In our third ‘Big Issue’ for 2018, we’re looking at how do we make things work better. Call it change, innovation, design thinking, service design or customer experience. And who is responsible for making things work better?
I was recently fortunate enough to be a delegate on a trade mission with Design Singapore to London. Our focus was on ‘Service Design’.
My first point: There appears to be a lot of terminologies flying about that mean the same thing; how do we make things work better?
My second point: Who should be responsible for making things work better?
What follows are some observations around the subject.
1. Who should be responsible for making things work better?
Over the years C-Suite titles have alluded to those responsible for the job of making things work better:
– CTO (Technology circa 1960’s)
– CEO (Executive circa 1970’s)
– COO (Operations circa 1980’s)
– CFO (Financial circa 1980’s)
– CIO (Information circa 1980’s)
– CINO (Innovation circa 1990’s)
– CBO (Brand circa 2000’s)
– CDI (Digital circa 2010’s)
– CXO (Experience circa 2010’s)
As the focus of different business sectors is very diverse, the blurring of job titles can be forgiven but from the array of C-Suite titles, we would suggest that the job of making things better starts with the CEO. The COO is next in line as they define the strategic direction and empower people for whatever project is at hand.
Change and innovation need to start at the top, the CEO needs to endorse change and align his or her colleagues. If the CEO does not fully endorse change, you can start to plot the gradual decline of the business.
2. Why bother hiring change consultants?
We’ve heard the arguments that the responsibility for the strategic direction of a business should be driven by the C-Suite; that’s why they’re paid the big bucks – right? We wouldn’t suggest that C-Suite executives don’t know where business is going or which new technologies are relevant. Most CEOs realize they need to empower their employees and gain customer insights to enable their businesses to adopt or adapt technologies to give them a competitive advantage. That’s where C-Suite executives need to create the stage for innovation and that usually means letting go.

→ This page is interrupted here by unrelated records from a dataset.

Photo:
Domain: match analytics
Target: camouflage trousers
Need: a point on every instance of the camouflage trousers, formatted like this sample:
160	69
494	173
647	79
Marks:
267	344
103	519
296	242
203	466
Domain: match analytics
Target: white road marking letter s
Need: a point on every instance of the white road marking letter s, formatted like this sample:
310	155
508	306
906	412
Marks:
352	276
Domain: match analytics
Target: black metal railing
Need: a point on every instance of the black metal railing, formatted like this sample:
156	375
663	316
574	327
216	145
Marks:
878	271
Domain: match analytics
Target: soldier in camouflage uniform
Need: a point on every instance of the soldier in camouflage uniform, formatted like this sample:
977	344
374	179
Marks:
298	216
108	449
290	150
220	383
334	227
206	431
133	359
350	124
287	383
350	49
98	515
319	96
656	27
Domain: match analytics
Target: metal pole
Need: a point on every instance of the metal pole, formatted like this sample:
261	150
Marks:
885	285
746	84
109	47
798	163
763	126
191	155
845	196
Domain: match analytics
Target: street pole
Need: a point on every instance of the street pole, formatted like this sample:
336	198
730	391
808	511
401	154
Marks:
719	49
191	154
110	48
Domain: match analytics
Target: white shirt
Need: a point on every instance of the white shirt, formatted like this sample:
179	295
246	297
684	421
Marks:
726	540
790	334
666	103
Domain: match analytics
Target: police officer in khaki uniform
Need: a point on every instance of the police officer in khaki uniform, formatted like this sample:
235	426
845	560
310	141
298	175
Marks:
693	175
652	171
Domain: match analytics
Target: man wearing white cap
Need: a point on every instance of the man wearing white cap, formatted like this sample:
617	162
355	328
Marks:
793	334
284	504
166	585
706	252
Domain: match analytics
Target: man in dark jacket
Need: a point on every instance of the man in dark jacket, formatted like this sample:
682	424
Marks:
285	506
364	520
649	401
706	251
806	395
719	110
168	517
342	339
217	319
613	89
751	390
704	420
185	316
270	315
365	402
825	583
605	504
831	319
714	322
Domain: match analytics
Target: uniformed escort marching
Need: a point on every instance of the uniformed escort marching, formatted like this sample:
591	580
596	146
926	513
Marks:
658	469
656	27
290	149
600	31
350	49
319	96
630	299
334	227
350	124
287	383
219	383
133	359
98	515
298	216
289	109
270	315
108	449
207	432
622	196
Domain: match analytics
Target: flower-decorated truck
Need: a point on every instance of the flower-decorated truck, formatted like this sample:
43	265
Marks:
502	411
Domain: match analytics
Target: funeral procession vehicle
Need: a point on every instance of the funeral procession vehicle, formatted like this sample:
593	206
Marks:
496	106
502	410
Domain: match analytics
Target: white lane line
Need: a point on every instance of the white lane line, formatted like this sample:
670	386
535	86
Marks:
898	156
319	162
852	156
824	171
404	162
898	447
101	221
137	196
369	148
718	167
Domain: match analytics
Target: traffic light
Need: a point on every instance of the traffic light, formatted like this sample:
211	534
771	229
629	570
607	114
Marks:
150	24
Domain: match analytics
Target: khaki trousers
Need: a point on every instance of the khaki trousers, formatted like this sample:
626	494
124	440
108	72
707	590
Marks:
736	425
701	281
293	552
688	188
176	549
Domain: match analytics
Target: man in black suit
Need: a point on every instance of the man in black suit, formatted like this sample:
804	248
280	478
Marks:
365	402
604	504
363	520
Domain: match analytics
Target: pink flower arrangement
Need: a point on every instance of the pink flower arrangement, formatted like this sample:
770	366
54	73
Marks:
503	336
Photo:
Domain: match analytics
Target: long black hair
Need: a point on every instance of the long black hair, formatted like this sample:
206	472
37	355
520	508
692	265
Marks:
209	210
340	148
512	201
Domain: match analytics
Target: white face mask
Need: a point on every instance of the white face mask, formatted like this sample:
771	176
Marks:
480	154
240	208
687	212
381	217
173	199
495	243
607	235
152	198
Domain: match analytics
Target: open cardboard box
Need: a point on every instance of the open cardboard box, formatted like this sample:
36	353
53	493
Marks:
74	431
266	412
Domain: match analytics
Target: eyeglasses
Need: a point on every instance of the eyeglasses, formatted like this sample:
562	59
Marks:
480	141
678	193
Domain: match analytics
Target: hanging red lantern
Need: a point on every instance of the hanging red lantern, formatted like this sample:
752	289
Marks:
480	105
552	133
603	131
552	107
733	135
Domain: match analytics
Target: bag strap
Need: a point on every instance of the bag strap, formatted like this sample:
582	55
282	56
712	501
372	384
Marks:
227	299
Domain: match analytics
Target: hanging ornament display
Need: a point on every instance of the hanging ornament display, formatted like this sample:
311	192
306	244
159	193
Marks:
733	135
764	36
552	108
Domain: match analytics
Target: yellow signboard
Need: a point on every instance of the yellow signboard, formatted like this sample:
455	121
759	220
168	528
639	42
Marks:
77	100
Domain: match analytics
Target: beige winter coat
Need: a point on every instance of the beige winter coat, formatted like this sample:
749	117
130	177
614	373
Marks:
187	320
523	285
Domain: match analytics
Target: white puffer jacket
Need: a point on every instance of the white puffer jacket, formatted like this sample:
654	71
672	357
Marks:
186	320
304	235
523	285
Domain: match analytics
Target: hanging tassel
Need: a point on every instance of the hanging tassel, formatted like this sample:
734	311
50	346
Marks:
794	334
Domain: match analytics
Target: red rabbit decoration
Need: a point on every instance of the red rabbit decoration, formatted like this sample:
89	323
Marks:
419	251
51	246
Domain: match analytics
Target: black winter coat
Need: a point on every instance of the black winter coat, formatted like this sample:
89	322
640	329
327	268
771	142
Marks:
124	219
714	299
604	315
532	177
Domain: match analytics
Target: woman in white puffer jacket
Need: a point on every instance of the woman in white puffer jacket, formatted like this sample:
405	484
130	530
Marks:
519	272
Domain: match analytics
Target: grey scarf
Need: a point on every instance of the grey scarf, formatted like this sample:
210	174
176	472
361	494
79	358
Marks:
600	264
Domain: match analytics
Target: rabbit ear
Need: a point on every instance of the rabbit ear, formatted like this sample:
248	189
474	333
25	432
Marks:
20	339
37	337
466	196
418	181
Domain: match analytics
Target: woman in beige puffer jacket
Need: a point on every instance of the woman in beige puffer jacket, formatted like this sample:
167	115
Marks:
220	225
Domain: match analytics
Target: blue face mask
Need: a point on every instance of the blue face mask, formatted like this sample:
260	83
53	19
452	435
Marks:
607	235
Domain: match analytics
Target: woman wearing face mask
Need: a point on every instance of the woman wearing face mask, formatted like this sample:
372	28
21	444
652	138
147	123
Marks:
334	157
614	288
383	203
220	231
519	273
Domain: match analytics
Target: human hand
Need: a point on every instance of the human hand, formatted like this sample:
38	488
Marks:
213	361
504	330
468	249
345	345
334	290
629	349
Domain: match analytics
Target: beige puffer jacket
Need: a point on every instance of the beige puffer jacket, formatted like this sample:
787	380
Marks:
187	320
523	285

This is a great opportunity for co-creation between business, customers and innovation partners.
3. Change is a great opportunity to collaborate & grow.
Sounds philosophical, doesn’t it? One observation from the UK was how often change consultants were given problem statements and not specific briefs.
If you’re given a problem statement, a few interesting things happen. Clients, consultants, creatives and customers can collaborate to define the objectives, that address the problem statement. This helps break down the client-supplier relationship and allows ideas to flourish. It also means that the team from the client side can start thinking of the most effective ways to get their colleagues to adopt any new ideas.
Hopefully, this also stops consultants leaving PowerPoint decks behind, with the hope that the client will somehow change their business by a process of osmosis.
In summary, it’s time we collaborate more.